US-CN TRADE WAR, A DISTURBANCE IN MICE INDUSTRY
Executive Summary
The atmosphere of trade is looking gloom since the United States started an investigation on their trade policy in 2017. The U.S. attempted to raise a tariff in order to reduce their trade deficit which cause an unsatisfaction to many countries and accused China of unfair trading practices. Also, China reacted by imposing a tariff on American products. However, both U.S. and China held several meetings in order to end the conflicts but fail to achieve any mutual agreements, so the trade war continues. As a result, there are wide range impacts on every industry including MICE. Because of a concern in the economic situation, MICE travelers could be unwilling to spend more money on their trips.
Key Fact and Figures
- Currently, The U.S. has already imposed tariffs on $250 billion worth of Chinese products and expect to impose $350 billion more.
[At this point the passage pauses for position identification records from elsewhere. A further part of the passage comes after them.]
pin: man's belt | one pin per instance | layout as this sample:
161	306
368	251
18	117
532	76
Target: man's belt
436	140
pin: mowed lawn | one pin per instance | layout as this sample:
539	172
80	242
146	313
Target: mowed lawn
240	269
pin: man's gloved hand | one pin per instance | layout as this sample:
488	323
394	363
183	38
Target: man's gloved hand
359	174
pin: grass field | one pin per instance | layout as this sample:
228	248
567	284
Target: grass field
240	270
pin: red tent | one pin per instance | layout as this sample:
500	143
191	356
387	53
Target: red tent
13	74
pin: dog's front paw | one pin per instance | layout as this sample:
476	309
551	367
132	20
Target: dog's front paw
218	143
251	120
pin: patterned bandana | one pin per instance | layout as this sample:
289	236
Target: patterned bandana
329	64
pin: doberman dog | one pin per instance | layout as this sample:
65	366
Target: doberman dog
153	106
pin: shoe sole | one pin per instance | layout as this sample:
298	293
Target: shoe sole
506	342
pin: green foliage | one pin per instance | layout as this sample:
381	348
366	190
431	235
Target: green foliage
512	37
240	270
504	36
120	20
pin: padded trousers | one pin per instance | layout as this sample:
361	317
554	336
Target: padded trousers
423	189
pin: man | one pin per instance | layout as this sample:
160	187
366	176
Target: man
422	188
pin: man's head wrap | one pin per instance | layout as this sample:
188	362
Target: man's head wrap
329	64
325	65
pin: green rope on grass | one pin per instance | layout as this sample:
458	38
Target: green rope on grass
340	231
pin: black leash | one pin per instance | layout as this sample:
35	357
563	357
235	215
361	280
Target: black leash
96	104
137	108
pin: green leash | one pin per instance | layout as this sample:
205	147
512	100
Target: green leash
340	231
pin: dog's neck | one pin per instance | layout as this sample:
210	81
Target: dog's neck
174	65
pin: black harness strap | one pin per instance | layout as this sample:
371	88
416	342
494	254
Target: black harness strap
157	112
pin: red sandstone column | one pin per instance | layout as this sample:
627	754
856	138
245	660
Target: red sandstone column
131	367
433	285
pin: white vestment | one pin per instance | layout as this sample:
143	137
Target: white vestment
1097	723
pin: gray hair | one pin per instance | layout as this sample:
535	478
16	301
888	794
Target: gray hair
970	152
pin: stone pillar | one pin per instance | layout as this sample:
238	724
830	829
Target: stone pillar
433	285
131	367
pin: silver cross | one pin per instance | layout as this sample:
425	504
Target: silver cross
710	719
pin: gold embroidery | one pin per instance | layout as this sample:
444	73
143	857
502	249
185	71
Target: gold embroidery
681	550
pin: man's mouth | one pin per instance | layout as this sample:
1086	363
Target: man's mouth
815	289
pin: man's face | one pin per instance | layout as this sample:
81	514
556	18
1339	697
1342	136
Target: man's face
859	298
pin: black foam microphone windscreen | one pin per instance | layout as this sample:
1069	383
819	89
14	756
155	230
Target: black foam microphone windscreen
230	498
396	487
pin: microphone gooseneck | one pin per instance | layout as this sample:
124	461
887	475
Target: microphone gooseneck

- China, the world's largest business travel consumption market, had business travel expenditures of $344.6 billion in 2017 and expected to growth in 2018.
- The tension over US-CN trade war pushed down the number of Chinese tourists by 1.72% in the first quarter of 2019 compared to the same period last year, according to Association of Thai Travel Agents.
- Thailand had a 95.57% growth in Chinese MICE visitors from 2015 to 2018, according to TCEB.